The rotator cuff is a group of muscles that stabilize, control, and move the shoulder joint. One of the most common causes of pain within the shoulder is associated with the rotator cuff tendons. These include tears, calcific tendonitis, and subacromial impingement.
Given that the shoulder joint performs a wide range of motions, tears of the rotator cuff tendons are common and come about due to rapid twisting, causing over stretching the joint. There are four muscles that are collectively known as the rotator cuff. These include the subscapularis, teres minor, infraspinatus, and the supraspinatus.
The following detailed anatomical video explains the structure of the shoulder joint and the muscles that make up the rotator cuff.
Causes of torn rotator cuff tendons
Tears of the rotator cuff tendons can occur in two ways, either via trauma or repeated micro-trauma.
There are different symptoms of torn rotator cuff tendons depending on the severity of the injury, including:
- Pain in the shoulder and arm
- Tenderness and weakness of the shoulder
- Problems with shoulder mobility, especially moving the arm up above the head
- Audible cracking or snapping sounds during shoulder movements
- Inability to place pressure on the shoulder i.e. sleep on the affected side
If the rotator cuff injury has developed suddenly, often patients will feel intense pain, arm weakness and the sensation of the shoulder ‘popping-out’. How weak the arm is will depend on the severity of the injury.
A partial tear may only cause mild shoulder pain and arm weakness, accompanied by ‘clicking’ as the arm are is elevated. Conversely, a full tear will typically present with severe pain in the shoulder and in inability to move the elbow away from the body. In some cases, due to the severity of the tear, many of the pain receptors in the shoulder are also damaged. This can reduce the degree of pain, although movement will be significantly impaired.

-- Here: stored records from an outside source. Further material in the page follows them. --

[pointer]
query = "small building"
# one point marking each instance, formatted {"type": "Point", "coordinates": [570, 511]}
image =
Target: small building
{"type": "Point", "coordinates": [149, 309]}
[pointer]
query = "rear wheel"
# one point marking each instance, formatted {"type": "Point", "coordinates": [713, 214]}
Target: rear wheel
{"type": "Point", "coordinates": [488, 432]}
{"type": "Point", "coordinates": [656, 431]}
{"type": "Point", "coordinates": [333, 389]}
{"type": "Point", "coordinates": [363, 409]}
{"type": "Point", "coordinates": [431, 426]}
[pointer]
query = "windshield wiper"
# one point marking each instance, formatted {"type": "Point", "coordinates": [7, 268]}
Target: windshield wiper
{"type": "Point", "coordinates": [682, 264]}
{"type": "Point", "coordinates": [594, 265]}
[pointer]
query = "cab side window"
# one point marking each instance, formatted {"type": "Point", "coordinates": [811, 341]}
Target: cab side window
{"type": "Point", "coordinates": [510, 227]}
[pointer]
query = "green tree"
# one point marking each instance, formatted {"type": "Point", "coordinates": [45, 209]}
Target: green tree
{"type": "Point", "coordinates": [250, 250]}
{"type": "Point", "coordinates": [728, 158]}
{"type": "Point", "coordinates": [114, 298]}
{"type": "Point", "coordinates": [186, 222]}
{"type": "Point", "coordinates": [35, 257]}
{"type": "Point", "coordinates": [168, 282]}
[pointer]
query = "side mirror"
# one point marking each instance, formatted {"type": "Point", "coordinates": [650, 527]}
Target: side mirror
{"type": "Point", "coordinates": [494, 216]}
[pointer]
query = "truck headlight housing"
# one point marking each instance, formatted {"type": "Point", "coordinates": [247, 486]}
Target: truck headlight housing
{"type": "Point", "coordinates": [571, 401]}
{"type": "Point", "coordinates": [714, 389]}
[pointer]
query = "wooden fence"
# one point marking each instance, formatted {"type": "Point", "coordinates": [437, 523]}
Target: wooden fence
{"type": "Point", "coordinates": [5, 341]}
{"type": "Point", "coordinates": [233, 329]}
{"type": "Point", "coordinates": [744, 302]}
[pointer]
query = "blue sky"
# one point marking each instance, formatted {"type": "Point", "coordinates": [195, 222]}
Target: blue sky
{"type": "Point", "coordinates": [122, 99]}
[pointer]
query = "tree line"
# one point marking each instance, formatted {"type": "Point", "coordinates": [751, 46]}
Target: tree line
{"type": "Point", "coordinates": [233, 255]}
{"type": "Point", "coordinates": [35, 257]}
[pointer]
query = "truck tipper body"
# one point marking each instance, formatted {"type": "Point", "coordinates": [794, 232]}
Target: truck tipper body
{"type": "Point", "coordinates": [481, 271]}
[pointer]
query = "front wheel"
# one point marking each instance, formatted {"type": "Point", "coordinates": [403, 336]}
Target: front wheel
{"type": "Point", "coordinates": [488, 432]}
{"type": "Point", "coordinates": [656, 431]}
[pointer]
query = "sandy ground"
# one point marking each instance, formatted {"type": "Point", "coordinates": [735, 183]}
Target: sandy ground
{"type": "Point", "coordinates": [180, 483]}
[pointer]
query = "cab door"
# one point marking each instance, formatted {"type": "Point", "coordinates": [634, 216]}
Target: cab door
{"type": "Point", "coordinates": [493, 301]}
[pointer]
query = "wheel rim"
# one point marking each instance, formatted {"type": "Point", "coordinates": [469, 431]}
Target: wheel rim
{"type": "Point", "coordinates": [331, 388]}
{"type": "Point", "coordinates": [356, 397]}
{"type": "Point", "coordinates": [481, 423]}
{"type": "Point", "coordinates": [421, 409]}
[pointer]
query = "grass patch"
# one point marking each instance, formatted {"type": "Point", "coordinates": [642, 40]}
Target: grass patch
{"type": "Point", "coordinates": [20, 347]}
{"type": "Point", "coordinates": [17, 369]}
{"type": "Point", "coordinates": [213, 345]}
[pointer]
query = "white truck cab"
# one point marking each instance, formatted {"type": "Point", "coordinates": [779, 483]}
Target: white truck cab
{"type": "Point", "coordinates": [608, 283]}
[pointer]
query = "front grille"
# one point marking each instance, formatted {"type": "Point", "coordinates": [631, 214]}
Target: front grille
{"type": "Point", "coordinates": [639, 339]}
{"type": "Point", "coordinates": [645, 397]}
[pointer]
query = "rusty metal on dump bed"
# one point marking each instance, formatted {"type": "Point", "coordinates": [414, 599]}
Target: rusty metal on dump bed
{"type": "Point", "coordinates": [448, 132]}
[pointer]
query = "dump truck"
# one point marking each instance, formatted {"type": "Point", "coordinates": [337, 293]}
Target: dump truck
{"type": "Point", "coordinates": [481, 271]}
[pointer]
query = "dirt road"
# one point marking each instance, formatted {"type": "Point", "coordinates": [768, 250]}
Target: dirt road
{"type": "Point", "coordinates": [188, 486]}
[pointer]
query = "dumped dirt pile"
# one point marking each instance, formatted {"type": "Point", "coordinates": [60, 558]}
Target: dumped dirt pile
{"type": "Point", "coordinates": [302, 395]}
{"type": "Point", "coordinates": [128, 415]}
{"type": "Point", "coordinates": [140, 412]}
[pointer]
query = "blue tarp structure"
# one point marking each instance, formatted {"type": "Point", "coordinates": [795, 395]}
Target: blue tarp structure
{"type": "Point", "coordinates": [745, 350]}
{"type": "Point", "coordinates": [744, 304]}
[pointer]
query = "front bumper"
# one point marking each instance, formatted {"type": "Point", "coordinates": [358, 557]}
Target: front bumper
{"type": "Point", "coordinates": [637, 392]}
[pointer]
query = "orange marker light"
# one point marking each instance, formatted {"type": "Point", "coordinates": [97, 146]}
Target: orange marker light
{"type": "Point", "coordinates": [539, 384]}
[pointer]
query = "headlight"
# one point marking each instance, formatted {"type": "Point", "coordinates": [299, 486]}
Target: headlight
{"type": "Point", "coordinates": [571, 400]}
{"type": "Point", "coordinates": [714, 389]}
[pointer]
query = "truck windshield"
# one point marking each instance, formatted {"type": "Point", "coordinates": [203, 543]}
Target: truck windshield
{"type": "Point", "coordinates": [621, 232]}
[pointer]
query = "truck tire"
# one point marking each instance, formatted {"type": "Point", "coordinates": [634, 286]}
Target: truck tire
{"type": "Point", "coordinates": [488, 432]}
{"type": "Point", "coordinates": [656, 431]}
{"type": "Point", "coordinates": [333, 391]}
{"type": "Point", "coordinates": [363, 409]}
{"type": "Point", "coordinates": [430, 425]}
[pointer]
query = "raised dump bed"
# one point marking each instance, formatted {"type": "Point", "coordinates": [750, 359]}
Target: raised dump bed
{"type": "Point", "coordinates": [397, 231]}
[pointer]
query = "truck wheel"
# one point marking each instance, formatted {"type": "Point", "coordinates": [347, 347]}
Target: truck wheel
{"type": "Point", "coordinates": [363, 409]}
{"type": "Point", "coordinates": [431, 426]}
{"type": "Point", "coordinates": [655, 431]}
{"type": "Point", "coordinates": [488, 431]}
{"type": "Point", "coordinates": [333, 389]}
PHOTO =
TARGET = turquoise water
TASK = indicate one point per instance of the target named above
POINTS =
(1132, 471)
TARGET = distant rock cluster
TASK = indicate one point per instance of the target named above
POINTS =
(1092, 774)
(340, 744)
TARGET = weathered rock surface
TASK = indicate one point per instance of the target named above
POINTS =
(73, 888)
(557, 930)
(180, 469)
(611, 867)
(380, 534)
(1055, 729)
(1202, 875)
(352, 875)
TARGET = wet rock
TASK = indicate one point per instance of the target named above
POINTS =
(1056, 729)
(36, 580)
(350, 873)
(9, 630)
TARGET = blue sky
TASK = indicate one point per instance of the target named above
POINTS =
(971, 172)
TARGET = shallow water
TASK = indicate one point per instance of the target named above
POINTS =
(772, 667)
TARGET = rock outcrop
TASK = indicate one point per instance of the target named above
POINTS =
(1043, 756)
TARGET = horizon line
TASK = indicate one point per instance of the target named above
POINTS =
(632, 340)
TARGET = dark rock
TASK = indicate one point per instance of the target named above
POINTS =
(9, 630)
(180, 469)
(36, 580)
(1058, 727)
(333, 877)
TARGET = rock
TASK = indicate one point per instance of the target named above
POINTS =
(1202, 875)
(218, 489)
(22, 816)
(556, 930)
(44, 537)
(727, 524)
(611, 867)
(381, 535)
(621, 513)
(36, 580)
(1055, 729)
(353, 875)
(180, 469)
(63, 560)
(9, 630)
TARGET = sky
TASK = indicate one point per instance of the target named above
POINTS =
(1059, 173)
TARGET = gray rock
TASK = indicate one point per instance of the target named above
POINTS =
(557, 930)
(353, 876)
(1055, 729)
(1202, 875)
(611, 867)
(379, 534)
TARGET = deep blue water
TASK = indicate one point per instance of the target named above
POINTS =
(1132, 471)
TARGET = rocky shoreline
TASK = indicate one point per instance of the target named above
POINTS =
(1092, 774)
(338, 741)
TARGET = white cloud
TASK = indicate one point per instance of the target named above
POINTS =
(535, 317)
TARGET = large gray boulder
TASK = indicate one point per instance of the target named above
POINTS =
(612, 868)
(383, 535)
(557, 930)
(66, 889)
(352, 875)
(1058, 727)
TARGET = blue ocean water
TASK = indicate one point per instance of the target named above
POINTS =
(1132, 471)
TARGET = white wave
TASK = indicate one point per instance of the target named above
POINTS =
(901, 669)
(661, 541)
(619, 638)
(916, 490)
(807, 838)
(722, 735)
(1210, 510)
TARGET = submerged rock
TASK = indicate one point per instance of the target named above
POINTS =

When a rotator cuff tendon is torn, it is no longer fully attached to the humerus head. Most cases begin with fraying due to repeated strain. As this continues a complete tear can develop suddenly, such as lifting a heavy object.
In diagnosing a rotator cuff tear medical history and a physical examination will be preformed. Doctors will assess the shoulder area for functionality, pain, and deformation. A MIR is often needed to determine the extent of the injury and how recent it is.
This video shows the how the rotator cuff can be damaged and discusses various treatment options depending on the severity of the injury.
If the tear is small or medium, the rotator cuff tendons will generally heal successfully with appropriate physiotherapy treatment and conservative management. In these cases, non-surgical treatments will usually help to relive pain and enhance function. However, it should be noted that restoring pre-injury shoulder strength is often not possible without surgical intervention.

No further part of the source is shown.